Everyday Mobility Behaviour of Migrants – an Unknown Factor in Transport Planning?
Janina Welsch, ILS – Institut Für Landes- Und Stadtentwicklungsforschung GGmbH, Kerstin Conrad, ILS – Institut Für Landes- Und Stadtentwicklungsforschung GGmbH, Dr. Dirk Wittowsky, ILS – Institut Für Landes- Und Stadtentwi
As there is little knowledge about the mobility behaviour of migrants it is an important research question to find out, if and how mobility behaviour differs from the one of the non-migrant population. Such information is needed to find out whether transport demand forecasts and transport planning are able to meet the needs of all inhabitants. The presented project provides a starting point for this discussion, describing differences in mobility behaviour and main influencing factors as well as implications for the local authorities and transport planning.
In many European cities migrants and their descendants represent a considerable part of the population and due to socio-demographic changes they will increase in the next decades. Findings from studies in the US context suggest that the daily mobility behaviour of migrant is initially different when they come from their home country but in the course of time they adapt the average mobility behaviour. Is this also true for Germany? In Germany exist different migration patterns as well as different spatial structures, and alternatives to the motorized car are provided.
In general, there is a good data basis for transport planners in Germany. Several representative national transport surveys are conducted but in contrast to other countries they do not include any information about ethnic backgrounds or foreign nationalities. Therefore, no profound knowledge is available about variations in mobility behaviour, mobility options and needs of migrants. In the light of the expected growth of the migrant population differences in transport behaviour could affect demand forecasts in transport planning.
Starting to fill these research gaps, ILS conducted a study in the city of Offenbach am Main. In total, nearly 2,000 people were interviewed. Special considerations were put into the questions to measure the migration background and everyday mobility behaviour. The survey also provides first insights into special recruiting and response characteristics.
Descriptive analyses were conducted, for example regarding driving license ownership, general usage of different transport modes or modal choices for different purposes. The presentation will discuss main results, which show some interesting variations between migrants and non-migrants. Furthermore, binary logistic regression models show the effect of different socio-demographic factors, mobility indicators and spatial structure on the general car and public transport use of the participants. Factors like income or household composition show similar effects on transport use of migrants and non-migrants. In contrast, spatial factors vary between the groups such as living in a densely populated area. Furthermore, belonging to the first or the second generations of migrants makes a difference in transport use.

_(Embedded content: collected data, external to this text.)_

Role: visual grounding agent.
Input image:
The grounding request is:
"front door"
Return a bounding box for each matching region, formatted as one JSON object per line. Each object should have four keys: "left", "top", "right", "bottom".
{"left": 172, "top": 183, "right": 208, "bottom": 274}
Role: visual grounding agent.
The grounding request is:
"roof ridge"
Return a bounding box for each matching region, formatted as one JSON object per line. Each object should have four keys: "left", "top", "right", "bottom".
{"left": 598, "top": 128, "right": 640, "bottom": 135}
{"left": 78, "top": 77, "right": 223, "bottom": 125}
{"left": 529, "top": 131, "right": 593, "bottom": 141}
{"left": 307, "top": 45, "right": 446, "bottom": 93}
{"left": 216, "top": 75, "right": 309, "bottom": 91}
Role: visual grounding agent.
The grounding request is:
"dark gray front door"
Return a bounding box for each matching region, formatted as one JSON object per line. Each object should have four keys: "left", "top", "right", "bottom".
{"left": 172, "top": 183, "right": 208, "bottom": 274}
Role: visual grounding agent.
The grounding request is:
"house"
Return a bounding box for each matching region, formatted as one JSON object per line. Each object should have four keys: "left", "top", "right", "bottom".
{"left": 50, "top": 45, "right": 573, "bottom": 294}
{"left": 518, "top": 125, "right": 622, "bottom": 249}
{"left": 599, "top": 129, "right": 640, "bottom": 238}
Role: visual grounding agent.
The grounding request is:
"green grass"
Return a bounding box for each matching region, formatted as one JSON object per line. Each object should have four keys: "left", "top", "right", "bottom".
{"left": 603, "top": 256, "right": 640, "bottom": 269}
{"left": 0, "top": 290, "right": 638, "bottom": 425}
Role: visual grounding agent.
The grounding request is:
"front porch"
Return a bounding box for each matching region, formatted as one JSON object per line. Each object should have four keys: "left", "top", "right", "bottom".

Transport planning is based on demand forecasts. It is therefore of great importance to identify the mobility behaviour of all population groups. This could increase the risk of inaccurate transport planning decisions and therefore of possible social exclusion. Local authorities should also be aware of the aspect that migrants possibly need additional assistance and further services to use all mobility options. For example, they could offer bicycle training courses for migrant women. Nevertheless, just as other population groups, migrants profit of a sustainable, barrier-free and intermodal transport system.